While supernatural tales often were written with women as the victims, sometimes they were also written with powerful women with agency in them. Women authors used the supernatural to explore anxieties about marriage, home, power, and the fragility of love and relationships. Under cover of the fantastic and unreal. they were able to strike deep into the emotional and psychological truths of women’s lives, while delivering a terrifying tale that those simply looking for entertainment could appreciate.

So many women wrote for newspapers and periodicals that have now crumbled to pieces that we may never know how many talented writers’ works were lost forever. Of those that remain, some are only available in out-of-print limited editions.

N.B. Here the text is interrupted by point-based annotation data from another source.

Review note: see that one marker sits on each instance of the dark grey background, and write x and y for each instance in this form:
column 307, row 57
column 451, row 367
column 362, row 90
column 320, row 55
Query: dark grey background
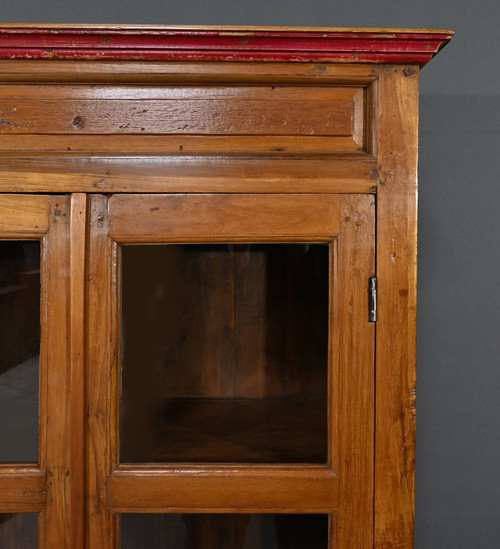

Others, however, are available either free or cheap as ebooks (The Wind in the Rose-bush by Mary E. Wilkins Freeman and Tales of Men and Ghosts by Edith Wharton, for instance) You kind of have to know who you’re looking for to find the hidden supernatural tales that haven’t made it into textbooks or onto lists of recommended or required reading. I’ve written about some of them in the past, but there’s much to do to bring women writers of supernatural fiction to light.

Luckily, today, women don’t have to fight quite as hard to be recognized for their outstanding work in the horror genre. Today on Facebook, author Christopher Golden asked writers to name the people who had been supportive to them on their creative journey, and there were many women writers who responded, and even more who were named as mentors and friends.  Of course there is still a long way to go in terms of representation, but that’s why we have Women in Horror Month– to bring attention to all the great creative women in the horror genre who make it come alive. I challenge you to pick out a book by a woman writer of horror this month that you haven’t read before, and read it. There’s so much good stuff out there that there’s really no reasonable excuse not to.

Note: This post owes much to Alfred Bendixen’s Haunted Women: The Best Supernatural Tales by American Women Writers. It is out of print but is available new and used at Amazon. I highly recommend it for anyone interested in sampling the supernatural stories of many of the women mentioned above.